Neutral: - Gold stays unpartitioned and full-rebuild (~6.5 s). - silver.ingest_log is still written (for Fabric parity) even though checks also surface in the UI.

Implementation notes

  • orchestration/partitions.py — cohort partitions (Static or Dynamic from cohort_labels()).
  • orchestration/assets.py — Silver @multi_asset (reuse _parse_cohort + SILVER_TABLES[*].build
  • platform.write_silver); gold + corpus_manifest assets (reuse build_gold internals).
  • orchestration/checks.py@asset_check per Silver table wrapping validate_table().

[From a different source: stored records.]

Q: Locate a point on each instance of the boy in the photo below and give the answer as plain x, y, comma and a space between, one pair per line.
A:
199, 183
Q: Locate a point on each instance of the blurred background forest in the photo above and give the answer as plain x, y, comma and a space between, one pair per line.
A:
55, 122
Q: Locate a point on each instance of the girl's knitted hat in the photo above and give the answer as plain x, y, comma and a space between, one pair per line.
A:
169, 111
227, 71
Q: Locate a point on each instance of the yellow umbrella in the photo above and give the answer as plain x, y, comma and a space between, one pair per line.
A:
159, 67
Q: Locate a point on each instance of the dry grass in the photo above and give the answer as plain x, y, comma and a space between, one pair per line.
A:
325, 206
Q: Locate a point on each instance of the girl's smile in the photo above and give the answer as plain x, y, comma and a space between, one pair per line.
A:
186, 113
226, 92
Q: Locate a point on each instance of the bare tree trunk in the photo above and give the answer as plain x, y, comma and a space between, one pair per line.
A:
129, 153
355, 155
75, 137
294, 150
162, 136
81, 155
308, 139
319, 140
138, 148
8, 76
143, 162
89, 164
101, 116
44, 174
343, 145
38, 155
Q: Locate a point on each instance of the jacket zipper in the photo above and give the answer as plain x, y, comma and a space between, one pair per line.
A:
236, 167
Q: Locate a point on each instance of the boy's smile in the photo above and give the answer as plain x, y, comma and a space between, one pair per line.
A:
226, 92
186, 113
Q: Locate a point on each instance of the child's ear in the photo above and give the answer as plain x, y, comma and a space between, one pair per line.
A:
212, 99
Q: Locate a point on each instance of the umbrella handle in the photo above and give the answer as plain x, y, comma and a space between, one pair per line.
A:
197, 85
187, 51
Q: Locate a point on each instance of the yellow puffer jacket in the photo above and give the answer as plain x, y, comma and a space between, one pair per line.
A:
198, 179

  • orchestration/resources.py — platform resource from get_platform(); orchestration/sensors.py — cohort sensor whose target is bronze_fhir plus the 10 Silver asset keys (sourced from SILVER_TABLES so the selection cannot drift): each new cohort triggers one Dagster run that materializes Bronze + Silver for that partition. Gold is intentionally not in the sensor target — it is unpartitioned and rebuilt manually (or by a downstream schedule) once the cohorts of interest are present.
  • orchestration/definitions.pyDefinitions(assets, asset_checks, resources, sensors, schedules).
  • tests/test_dagster_defs.pyDefinitions loads; materialize() on the fixture writes all Silver + Gold; asset checks pass.